Though she initially intended to work in legal advocacy, Boyle’s work for the Venture Fund steered her to a new passion: helping to create meaningful investments for communities in need. This passion was fueled by Boyle witnessing how hard nonprofits work to achieve their goals; people in this sector dedicate long hours and, due to limited resources, still only scratch the surface of their ambitious and altruistic goals. “I’m really interested in organizational effectiveness—I want to help build resilient, strong, just and thriving nonprofits,” she says. “I want philanthropy to be thoughtful, not to reinforce systems that are already in place.”

Carrie wanted a way to help these organizations obtain the funding they needed to effectively lead their causes, but she knew she needed more experience. After four years in Silicon Valley, Boyle pursued a business degree at the University of Michigan.

“I realized I was working with donors who made their careers in business and tech, and I found that they wanted a business case for why they should invest their money in a particular way,” she says. By studying the field more, she knew that she could help the organizations reach donors more effectively.

Boyle knew she wanted to gain more experience during the summer when she was not studying. This is when she found the perfect opportunity at Kresge.

Boyle will be working with the Leadership and Infrastructure Funding Team (LIFT). The program is dedicated to supporting nonprofit capacity-building and leadership development with an equity lens.

LIFT has been investing in this work for almost 10 years, but this is the first year they have had a dedicated summer fellow to support their team. Carrie says that she is “helping to organize a convening of funders who are focused on nonprofit talent development and increasing racial equity in the nonprofit workforce. I’ll work with LIFT to figure out who to invite, how to structure learning sessions and how we can collectively push the field to invest more in talent development.”

The convening will offer nonprofits professional development programs that the organizations would otherwise not receive but is essential for pushing strategic thinking and communication in their work. As a result, Kresge hopes to act as a catalyst for what these organizations want to accomplish.

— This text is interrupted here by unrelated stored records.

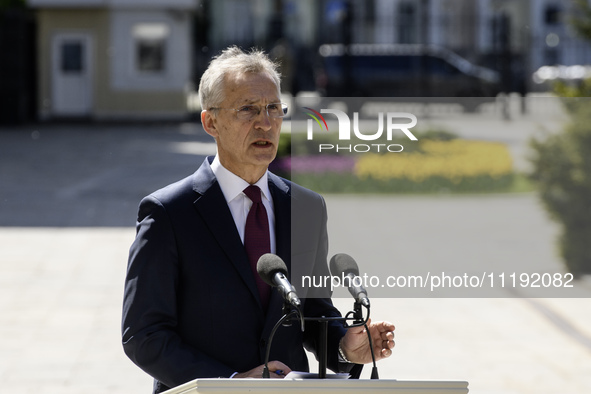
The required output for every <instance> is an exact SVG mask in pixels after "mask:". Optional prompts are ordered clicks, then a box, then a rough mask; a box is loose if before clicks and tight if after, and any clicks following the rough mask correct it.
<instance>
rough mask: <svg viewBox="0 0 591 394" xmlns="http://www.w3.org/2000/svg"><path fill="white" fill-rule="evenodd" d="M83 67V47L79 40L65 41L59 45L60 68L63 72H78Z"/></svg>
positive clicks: (62, 71) (72, 73) (73, 73)
mask: <svg viewBox="0 0 591 394" xmlns="http://www.w3.org/2000/svg"><path fill="white" fill-rule="evenodd" d="M83 69H84V64H83V48H82V43H81V42H80V41H66V42H64V43H63V44H62V46H61V70H62V72H63V73H65V74H67V73H72V74H76V73H80V72H81V71H82V70H83Z"/></svg>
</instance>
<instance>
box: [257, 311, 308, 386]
mask: <svg viewBox="0 0 591 394" xmlns="http://www.w3.org/2000/svg"><path fill="white" fill-rule="evenodd" d="M292 315H298V317H299V319H300V321H301V326H302V332H304V315H303V314H302V311H301V310H300V309H299V308H294V309H291V304H290V303H289V302H287V301H284V302H283V317H282V318H281V319H279V321H278V322H277V323H275V326H273V330H271V334H270V335H269V342H268V343H267V350H266V351H265V367H264V368H263V379H269V378H270V377H271V376H270V374H269V354H270V353H271V343H272V342H273V337H274V336H275V331H277V329H278V328H279V326H281V325H282V324H283V323H284V322H285V325H286V326H289V325H291V322H289V320H288V319H289V318H291V316H292Z"/></svg>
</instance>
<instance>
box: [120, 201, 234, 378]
mask: <svg viewBox="0 0 591 394" xmlns="http://www.w3.org/2000/svg"><path fill="white" fill-rule="evenodd" d="M178 283H179V261H178V255H177V249H176V237H175V234H174V230H173V228H172V226H171V223H170V219H169V217H168V215H167V212H166V209H165V207H164V206H163V205H162V204H161V203H160V201H158V200H157V199H156V198H154V197H150V196H149V197H146V198H145V199H144V200H142V202H141V203H140V208H139V214H138V223H137V234H136V238H135V241H134V242H133V244H132V246H131V248H130V253H129V262H128V268H127V276H126V279H125V291H124V300H123V319H122V341H123V348H124V351H125V353H126V354H127V356H128V357H129V358H130V359H131V360H132V361H133V362H134V363H135V364H137V365H138V366H139V367H140V368H142V369H143V370H144V371H145V372H147V373H148V374H150V375H151V376H153V377H154V378H155V379H157V380H159V381H161V382H162V383H164V384H165V385H167V386H169V387H175V386H178V385H180V384H183V383H186V382H188V381H190V380H193V379H195V378H196V377H197V376H198V374H199V376H200V377H220V376H222V377H229V376H230V375H231V374H232V373H233V372H234V371H233V370H231V369H230V368H229V367H228V366H226V365H224V364H222V363H220V362H219V361H217V360H216V359H214V358H212V357H210V356H208V355H206V354H203V353H202V352H200V351H199V350H198V349H196V348H194V347H192V346H190V345H188V344H186V343H184V342H183V341H182V339H181V338H180V337H179V335H178V334H177V331H176V328H177V325H178V316H177V289H178Z"/></svg>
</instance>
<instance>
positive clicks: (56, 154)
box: [0, 123, 215, 227]
mask: <svg viewBox="0 0 591 394" xmlns="http://www.w3.org/2000/svg"><path fill="white" fill-rule="evenodd" d="M214 153H215V144H214V141H213V139H212V138H211V137H210V136H209V135H207V134H206V133H205V132H204V131H203V129H202V128H201V125H200V124H195V123H178V124H146V125H142V124H125V125H117V124H78V123H76V124H41V125H28V126H23V127H16V128H6V127H5V128H0V226H23V227H30V226H35V227H97V226H105V227H130V226H134V225H135V220H136V214H137V207H138V204H139V202H140V200H141V199H142V197H144V196H146V195H147V194H149V193H151V192H153V191H154V190H157V189H159V188H161V187H163V186H166V185H167V184H169V183H171V182H174V181H176V180H179V179H181V178H183V177H185V176H187V175H190V174H192V173H193V172H194V171H196V169H197V168H198V167H199V165H200V164H201V162H202V161H203V159H204V157H205V156H206V155H210V154H214Z"/></svg>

For Carrie, this work is right up her alley. “I sometimes felt like I had to contort myself to other jobs I was applying for,” she says, “but this role is me. This is my area of passion.”

The new fellow knows that having a job that she feels so excited about will make this summer fly by. However, she’s ready to tackle any task she’s given. “(This role) feels striking. If I designed my MBA internship, this would be it. It’s exactly what I want to be doing.”

In her free time, Carrie hopes to explore Michigan as much as possible by relaxing in coffee shops, visiting live music venues, perusing used bookstores, and enjoying the many bodies of water the Great Lakes state has to offer.